Coefficient of Thermal Expansion and their Importance.pptx

(PRIYA) Rajgurunagar Call Girls Just Call 7001035870 [ Cash on Delivery ] Pun...

AKTU Computer Networks notes --- Unit 3.pdf

UNIT-V FMM.HYDRAULIC TURBINE - Construction and working

Exploring Strategies for Training Deep Neural Networks paper review

1. Exploring Strategies for Training Deep Neural Networks By Hugo Larochelle, Yoshua Bengio,Jerome Louradour, Pascal Lamblin By V B Wickramasinghe (148245F)

2. Outline ● Introduction ● Deep neural networks ● Stacked Restricted Boltzmann Machine Network ● Stacked Autoassociators Network ● Experimental results ● Conclusion

3. Introduction ● Training deep neural network is hard. ● This is mainly due to randomly initialized deep architecture tend to get stuck in poor situations. ● But the ability of deep architectures to represent complex functions is unmatched. ● This paper highlights some of the recent breakthroughs in training deep architectures that has helped to uncover their potential.

4. Deep neural networks ● Shallow networks has been proved to be inefficient in circuit theory, boolean logic and neural networks. ● This is because some functions that can be represented using k layers is with finite number of units takes exponential number units with k-1 layers. ● Also highly varying function can be easily represented by a number of non-linearities stacked together. ● Another issue with shallow architectures is that they’ll require exponential number of training examples to learn complex functions ● But as mentioned earlier training deep architectures is hard. What is the solution?

5. Deep neural networks

6. Stacked Restricted Boltzmann Machine Network ● RBMs represent a generative model of input. ● Train individual layers of RBMs using contrastive divergence. ● Then stack them together so that a one layers output representation works as input to another(A DBN). ● Hinton(2006) argues that this helps in a more complex representation overall. ● Then the pretrained stacked framework can be trained to for a particular task using backpropagation.

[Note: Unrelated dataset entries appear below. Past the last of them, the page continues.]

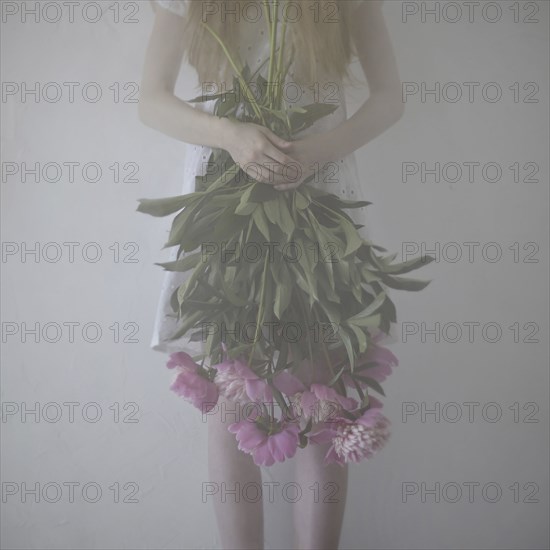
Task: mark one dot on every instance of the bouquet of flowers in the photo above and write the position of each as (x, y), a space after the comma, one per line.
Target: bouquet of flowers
(315, 290)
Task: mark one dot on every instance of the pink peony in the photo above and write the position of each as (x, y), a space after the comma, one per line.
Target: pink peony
(266, 445)
(352, 441)
(238, 382)
(192, 383)
(322, 402)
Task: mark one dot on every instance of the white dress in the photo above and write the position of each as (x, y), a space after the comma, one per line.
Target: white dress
(343, 181)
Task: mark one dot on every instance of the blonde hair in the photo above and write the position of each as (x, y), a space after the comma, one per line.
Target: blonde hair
(317, 30)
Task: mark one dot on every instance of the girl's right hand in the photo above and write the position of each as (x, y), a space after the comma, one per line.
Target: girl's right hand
(260, 153)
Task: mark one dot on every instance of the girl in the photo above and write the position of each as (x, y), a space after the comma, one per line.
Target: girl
(327, 35)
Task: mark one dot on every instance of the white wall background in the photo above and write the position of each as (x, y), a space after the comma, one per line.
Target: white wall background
(164, 452)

7. Stacked Autoassociators Network ● Like RBMs autoassociators are a type of network that when combined helps improving input representation. ● Autoassociators are an encoding model which is trained to minimize the reconstruction loss of input from output. ● Stacked autoassociator performs same layer wise training procedure as DBNs. ● Reconstruction error of an autoassociator and log-likelihood of RBM are both approximate values of convergent series of log-likelihood gradient obtained in different ways.

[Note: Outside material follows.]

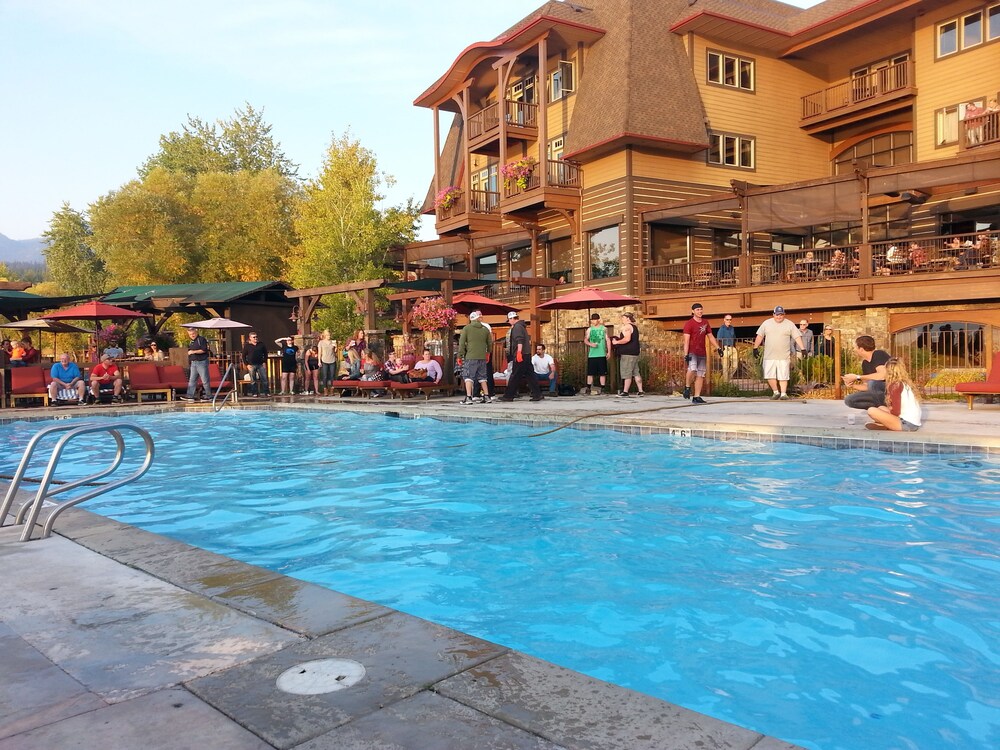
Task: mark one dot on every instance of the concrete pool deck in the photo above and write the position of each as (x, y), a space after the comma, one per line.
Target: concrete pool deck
(113, 637)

8. Stacked Autoassociators Network

9. Experimental results

10. Experimental results

11. Experimental results

12. Experimental results

13. Conclusion ● DNNs are an indispensable tool for learning tasks. ● This paper presents 3 methods of optimally training DNNs, 1. pre-training one layer at a time in a greedy way. 2. using unsupervised learning at each layer in a way that preserves information from the input and disentangles factors of variation. 3. fine-tuning the whole network with respect to the ultimate criterion of interest. ● The experiments are sound and present clearly why deep neural networks trained using the presented methods can help in improving learning tasks significantly over single layer networks.